Para Gaza, uma das áreas mais densamente povoadas do mundo, essa ocupação israelense forçada confinou uma população de 2,3 milhões, mais da metade delas crianças, ao que o ex-primeiro-ministro do Reino Unido David Cameron descreveu como “uma prisão a céu aberto”, ou o que o professor da Universidade Hebraica Baruch Kimmerling chamou de “o maior campo de concentração que já existiu”.
O famoso “desengajamento” de Israel em 2005 foi falsamente descrito como o fim da ocupação de Gaza, quando, na verdade, apenas aprofundou o tormento. Após anos de bloqueios de fato, Israel impôs um cerco total em 2007. Esta foi a resposta de Israel e Washington à vitória surpresa do Hamas nas eleições legislativas palestinas do ano anterior, quando os eleitores nao optaram pela corrupta e inepta Autoridade Palestina apoiada pelo Ocidente. O Hamas então assumiu o controle total de Gaza em uma operação preventiva contra uma trama de golpe apoiada pelos EUA que buscava minar seus ganhos eleitorais. Hillary Clinton lamentou mais tarde que os EUA não conseguiram fraudar o voto palestino. “Se íamos forcar uma eleição, deveríamos ter certeza de que fizessemos algo para determinar quem venceria”, disse ela.
Como não conseguiu frustrar a democracia palestina, Israel, novamente com o apoio dos EUA, passou a punir os civis de Gaza por votarem da maneira errada. Controlando o fluxo de mercadorias e energia para Gaza, Israel restringiu as importações de alimentos com base em um cálculo do número preciso de calorias que seriam necessárias para devastá-los sem desencadear uma crise de desnutrição completa. “A ideia”, explicou o conselheiro israelense Dov Weisglass, “é colocar os palestinos em uma dieta, mas não fazê-los morrer de fome”.
Sob o controle israelense, mais de 90% da água de Gaza tornou-se imprópria para consumo humano. Em 2018, as Nações Unidas declararam que as condições eram tão terríveis que o território poderia se tornar “inabitável” dentro de anos. O cerco israelense foi acompanhado por ataques militares periódicos que mataram, feriram e deslocaram dezenas de milhares de palestinos.
O compromisso de Israel em impor a desapropriação e ocupação de palestinos também o levou a minar qualquer perspectiva da solução de dois Estados que alegava apoiar.

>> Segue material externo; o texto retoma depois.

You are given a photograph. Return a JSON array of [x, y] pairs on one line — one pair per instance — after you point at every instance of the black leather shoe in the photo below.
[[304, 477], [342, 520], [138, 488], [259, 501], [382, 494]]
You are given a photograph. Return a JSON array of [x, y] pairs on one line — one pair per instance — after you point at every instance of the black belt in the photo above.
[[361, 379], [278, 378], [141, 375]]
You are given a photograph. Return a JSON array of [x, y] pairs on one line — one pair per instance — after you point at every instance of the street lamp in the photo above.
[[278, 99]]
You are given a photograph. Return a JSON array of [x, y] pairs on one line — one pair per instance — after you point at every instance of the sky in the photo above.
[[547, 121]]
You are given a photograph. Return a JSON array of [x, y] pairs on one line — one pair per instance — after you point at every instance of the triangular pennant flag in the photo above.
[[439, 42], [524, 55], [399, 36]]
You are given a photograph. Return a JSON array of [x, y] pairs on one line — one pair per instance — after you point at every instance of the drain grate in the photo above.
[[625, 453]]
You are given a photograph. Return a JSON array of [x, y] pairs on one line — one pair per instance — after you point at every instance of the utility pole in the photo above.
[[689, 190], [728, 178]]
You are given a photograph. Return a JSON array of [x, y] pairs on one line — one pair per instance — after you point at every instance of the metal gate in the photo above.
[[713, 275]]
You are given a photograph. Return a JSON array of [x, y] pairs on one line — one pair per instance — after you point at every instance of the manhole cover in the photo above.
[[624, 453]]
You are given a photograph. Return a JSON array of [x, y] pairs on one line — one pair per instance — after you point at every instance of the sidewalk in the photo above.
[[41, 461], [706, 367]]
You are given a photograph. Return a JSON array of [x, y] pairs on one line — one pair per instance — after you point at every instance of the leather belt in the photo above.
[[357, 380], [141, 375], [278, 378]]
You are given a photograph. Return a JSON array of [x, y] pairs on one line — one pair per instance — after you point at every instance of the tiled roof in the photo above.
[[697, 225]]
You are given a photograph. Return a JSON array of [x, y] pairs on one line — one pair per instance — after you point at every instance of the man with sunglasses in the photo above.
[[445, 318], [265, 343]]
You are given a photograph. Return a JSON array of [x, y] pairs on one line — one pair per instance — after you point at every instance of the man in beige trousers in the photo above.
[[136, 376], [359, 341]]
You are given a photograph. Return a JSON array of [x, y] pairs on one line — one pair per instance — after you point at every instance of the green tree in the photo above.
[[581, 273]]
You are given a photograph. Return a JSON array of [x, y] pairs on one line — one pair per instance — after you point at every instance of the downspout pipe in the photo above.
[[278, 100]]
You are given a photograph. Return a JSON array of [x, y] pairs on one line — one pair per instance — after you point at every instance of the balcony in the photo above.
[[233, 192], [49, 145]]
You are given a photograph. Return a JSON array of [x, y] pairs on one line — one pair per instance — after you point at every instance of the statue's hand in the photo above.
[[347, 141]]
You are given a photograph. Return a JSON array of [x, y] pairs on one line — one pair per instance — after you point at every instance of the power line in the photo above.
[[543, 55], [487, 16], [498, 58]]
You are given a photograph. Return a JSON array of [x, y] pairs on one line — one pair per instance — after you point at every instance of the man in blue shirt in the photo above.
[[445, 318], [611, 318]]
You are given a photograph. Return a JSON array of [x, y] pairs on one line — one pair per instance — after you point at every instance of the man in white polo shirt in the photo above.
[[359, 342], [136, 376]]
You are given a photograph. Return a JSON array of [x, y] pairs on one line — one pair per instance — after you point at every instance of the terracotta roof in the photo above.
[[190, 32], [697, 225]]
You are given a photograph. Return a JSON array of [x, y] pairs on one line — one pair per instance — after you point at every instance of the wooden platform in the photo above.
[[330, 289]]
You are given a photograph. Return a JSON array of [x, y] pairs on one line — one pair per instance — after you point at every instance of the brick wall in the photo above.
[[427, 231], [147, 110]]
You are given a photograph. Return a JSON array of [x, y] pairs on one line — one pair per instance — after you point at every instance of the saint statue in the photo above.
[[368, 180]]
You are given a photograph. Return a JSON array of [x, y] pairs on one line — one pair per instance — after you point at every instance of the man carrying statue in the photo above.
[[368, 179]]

Os Acordos de Oslo de 1993 entre Israel e a Organização de Libertação da Palestina (OLP) foram “fundados em uma base neocolonialista”, nas palavras do ex-ministro das Relações Exteriores de Israel, Shlomo Ben-Ami. “Um dos significados de Oslo”, explicou Ben Ami, “foi que a OLP acabou sendo a colaboradora de Israel na tarefa de sufocar a intifada” – uma revolta popular e em grande parte não violenta contra a ocupação israelense – “interrompendo o que era claramente uma luta autenticamente democrática pela independência palestina”. Os arquitetos israelenses de Oslo, incluindo o primeiro-ministro Yitzhak Rabin, nunca “quiseram a autonomia conduzisse a um Estado palestino”.

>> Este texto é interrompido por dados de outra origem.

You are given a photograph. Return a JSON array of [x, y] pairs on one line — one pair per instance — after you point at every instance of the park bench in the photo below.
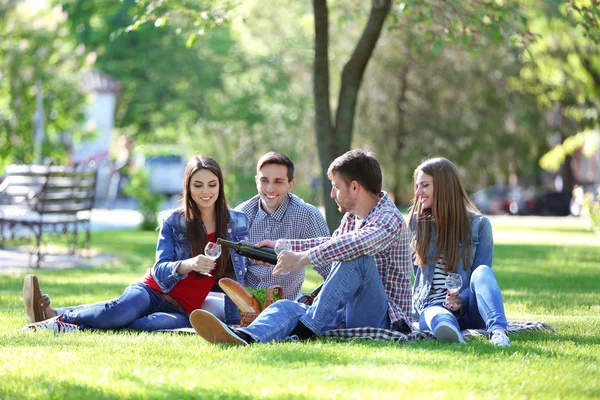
[[38, 199]]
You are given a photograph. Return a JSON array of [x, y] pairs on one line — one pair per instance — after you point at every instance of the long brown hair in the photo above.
[[450, 214], [196, 233]]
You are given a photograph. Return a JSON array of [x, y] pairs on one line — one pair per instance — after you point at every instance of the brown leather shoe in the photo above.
[[34, 301]]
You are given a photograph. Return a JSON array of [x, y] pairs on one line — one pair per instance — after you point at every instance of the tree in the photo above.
[[563, 72], [36, 48], [466, 21], [440, 22]]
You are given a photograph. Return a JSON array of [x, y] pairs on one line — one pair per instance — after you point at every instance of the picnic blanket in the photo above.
[[387, 334]]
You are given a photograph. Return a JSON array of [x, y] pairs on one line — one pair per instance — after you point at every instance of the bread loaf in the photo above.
[[239, 295]]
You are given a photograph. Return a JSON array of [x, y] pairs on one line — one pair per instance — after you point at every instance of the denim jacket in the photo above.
[[172, 248], [483, 248]]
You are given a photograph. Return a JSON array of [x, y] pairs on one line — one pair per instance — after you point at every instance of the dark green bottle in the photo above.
[[247, 249]]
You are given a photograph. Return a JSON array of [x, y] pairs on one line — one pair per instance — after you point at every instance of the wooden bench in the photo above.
[[38, 199]]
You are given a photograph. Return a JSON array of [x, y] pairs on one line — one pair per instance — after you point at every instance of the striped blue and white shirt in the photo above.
[[438, 285], [294, 219]]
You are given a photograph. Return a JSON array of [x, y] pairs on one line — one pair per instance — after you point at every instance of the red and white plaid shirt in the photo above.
[[384, 235]]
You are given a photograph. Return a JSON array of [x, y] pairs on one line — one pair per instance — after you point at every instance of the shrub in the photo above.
[[148, 202]]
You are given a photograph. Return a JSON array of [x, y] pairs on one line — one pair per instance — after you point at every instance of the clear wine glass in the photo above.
[[212, 250], [453, 282], [282, 245]]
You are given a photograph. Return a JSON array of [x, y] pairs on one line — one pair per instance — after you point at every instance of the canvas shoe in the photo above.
[[55, 324], [213, 330], [448, 333], [34, 300], [499, 338]]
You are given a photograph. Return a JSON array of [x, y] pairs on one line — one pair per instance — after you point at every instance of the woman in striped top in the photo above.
[[449, 235]]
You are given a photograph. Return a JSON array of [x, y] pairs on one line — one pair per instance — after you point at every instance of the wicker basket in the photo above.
[[247, 318]]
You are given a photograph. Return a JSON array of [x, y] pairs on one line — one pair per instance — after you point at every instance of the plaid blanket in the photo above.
[[386, 334]]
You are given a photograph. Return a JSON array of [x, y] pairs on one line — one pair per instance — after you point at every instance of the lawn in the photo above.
[[548, 269]]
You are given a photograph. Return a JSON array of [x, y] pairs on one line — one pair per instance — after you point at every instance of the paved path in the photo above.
[[16, 260]]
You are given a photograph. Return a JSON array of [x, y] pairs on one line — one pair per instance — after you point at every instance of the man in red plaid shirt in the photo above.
[[369, 283]]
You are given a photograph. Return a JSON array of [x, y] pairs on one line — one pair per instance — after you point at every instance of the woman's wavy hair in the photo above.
[[196, 233], [450, 214]]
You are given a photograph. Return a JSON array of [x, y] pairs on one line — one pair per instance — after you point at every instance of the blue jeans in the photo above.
[[352, 296], [485, 309], [139, 308]]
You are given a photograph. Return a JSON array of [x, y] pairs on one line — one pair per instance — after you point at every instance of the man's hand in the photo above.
[[200, 264], [263, 243], [453, 301], [288, 261]]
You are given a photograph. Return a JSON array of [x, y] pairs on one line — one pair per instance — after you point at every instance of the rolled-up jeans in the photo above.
[[139, 308], [485, 308], [353, 296]]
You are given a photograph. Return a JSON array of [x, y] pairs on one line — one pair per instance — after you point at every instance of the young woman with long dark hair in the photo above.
[[180, 279], [449, 235]]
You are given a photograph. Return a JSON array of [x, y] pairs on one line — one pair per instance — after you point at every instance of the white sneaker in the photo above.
[[448, 333], [53, 324], [213, 330], [499, 338]]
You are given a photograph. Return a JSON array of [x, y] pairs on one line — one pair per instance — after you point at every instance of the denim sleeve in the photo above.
[[483, 256], [164, 270]]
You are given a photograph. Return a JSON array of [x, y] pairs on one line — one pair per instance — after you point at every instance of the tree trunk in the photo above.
[[333, 141]]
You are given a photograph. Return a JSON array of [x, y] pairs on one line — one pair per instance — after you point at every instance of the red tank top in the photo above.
[[191, 291]]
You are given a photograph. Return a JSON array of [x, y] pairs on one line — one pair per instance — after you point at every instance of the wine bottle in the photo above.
[[246, 249]]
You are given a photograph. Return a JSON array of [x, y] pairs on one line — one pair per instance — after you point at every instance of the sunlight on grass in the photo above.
[[545, 276]]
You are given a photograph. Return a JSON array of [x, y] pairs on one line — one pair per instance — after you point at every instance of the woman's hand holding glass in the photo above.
[[204, 264], [453, 284]]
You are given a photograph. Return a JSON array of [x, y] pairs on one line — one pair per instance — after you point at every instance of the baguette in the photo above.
[[239, 295]]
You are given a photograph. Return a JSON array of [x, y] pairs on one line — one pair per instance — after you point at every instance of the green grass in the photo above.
[[548, 272]]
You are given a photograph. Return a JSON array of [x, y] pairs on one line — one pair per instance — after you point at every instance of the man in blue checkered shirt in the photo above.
[[369, 284], [275, 213]]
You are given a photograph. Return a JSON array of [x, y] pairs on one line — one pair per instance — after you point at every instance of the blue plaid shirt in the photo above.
[[294, 219], [384, 235]]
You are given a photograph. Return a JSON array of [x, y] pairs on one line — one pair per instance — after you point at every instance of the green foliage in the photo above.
[[588, 140], [148, 202], [563, 72], [37, 46]]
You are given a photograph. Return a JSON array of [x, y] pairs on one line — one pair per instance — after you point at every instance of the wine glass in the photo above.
[[453, 282], [282, 245], [212, 251]]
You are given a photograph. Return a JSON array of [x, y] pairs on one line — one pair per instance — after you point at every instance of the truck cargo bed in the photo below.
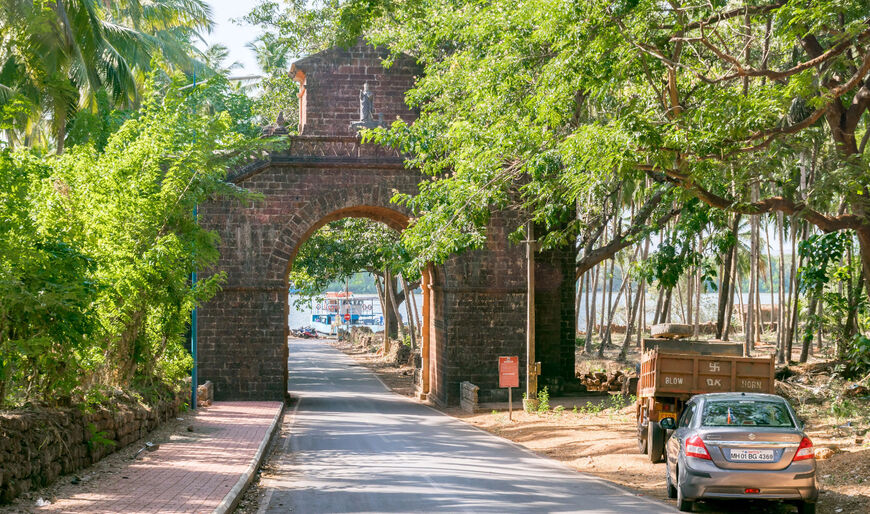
[[663, 373]]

Como um empreendimento neocolonial disfarçado de “processo de paz”, a era de Oslo viu uma duplicação da população de assentamentos israelenses em seus primeiros oito anos. A chamada “generosa oferta de paz” de Israel em Camp David em julho de 2000 – amplamente citada por autoridades israelenses e especialistas ocidentais como prova de uma disposição israelense de “compromisso” e uma recusa palestina de “coexistir” – foi de fato uma perpetuação do ardil neocolonial de Oslo. Como Ben-Ami, que participou da cúpula como um dos principais negociadores israelenses, reconheceu anos depois: “Se eu fosse palestino, também teria rejeitado Camp David”.
Em 2002, a Liga Árabe ofereceu a Israel a plena normalização em troca de uma retirada de todos os territórios árabes (sírios, libaneses e palestinos) que ocupou em 1967; a criação de um Estado palestino na Cisjordânia e em Gaza, com Jerusalém Oriental como sua capital; e uma “resolução justa” para a questão dos refugiados. A iniciativa foi posteriormente endossada pelo Irã, que assinou uma declaração em dezembro de 2017 pedindo uma “solução de dois Estados com Jerusalém Oriental como a capital do Estado da Palestina”.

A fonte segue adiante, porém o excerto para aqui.